The Don Quixote production proposed by Teatro dell'Opera di Roma is very different from those of the recent past, based on Gorgsky's choreography. The choreography is by Laurent Hilaire; in turn, this is based on that by Mikhail Baryshnikov for the American Ballet Theatre. It is very dynamic and athletic. The ballet's libretto has little to do with the spirit of Cervantes' novel. There is the battle against windmills, but the plot - the contrasted love story of the young Kitri and Basilio, intertwined with the daring adventures of Don Quixote and his squire, Sancho Panza - is essentially a pretext to juxtapose Spanish music - castanets and bolero - with neoclassical music and memories of Vienna. It is funny not melancholic like other works inspired by Cervantes (including the opera by Massenet).
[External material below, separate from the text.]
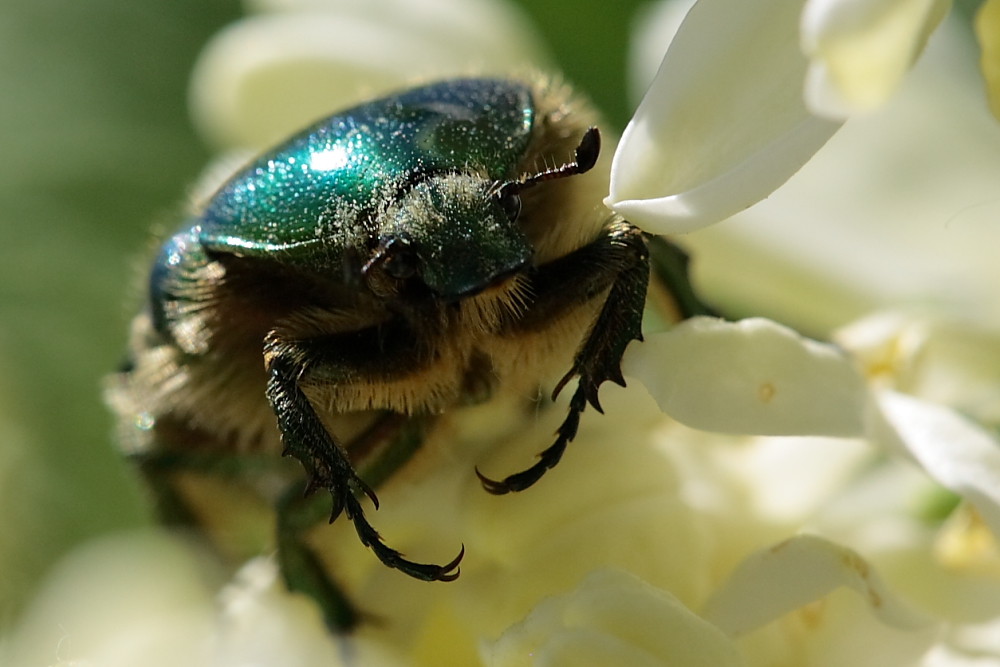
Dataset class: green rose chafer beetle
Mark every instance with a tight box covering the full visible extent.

Three casts alternate. On the evening of the premiere, 18 December 2022, the two protagonists were very good - Isabella Boylston in the role of Kitri and Daniel Camargo as Basilio.
All of the minor characters and especially the corps de ballet - notably in the scenes of Don Quixote's dream and the wedding party in the village - were very good, to a great extent, thanks to the renewal made in recent years by Eleonora Abbagnato.
Why not transform the ballet of the Opera di Roma, which has now surpassed in quality that of La Scala, into a national formation - like the British Royal Ballet or the American Ballet of the United States - and give it the task of showing the excellence of dance in other cities too?
One last point for those interested in the score more than in the choreographic part: it is important to underline that conductor David Garforth performs the critical edition he prepared about seven years ago to eliminate all the additions and changes added in the performance practices of almost one hundred and forty years. The Intermezzo is particularly recommended.
There were fifteen minutes of accolates and ovations in a sold out theatre.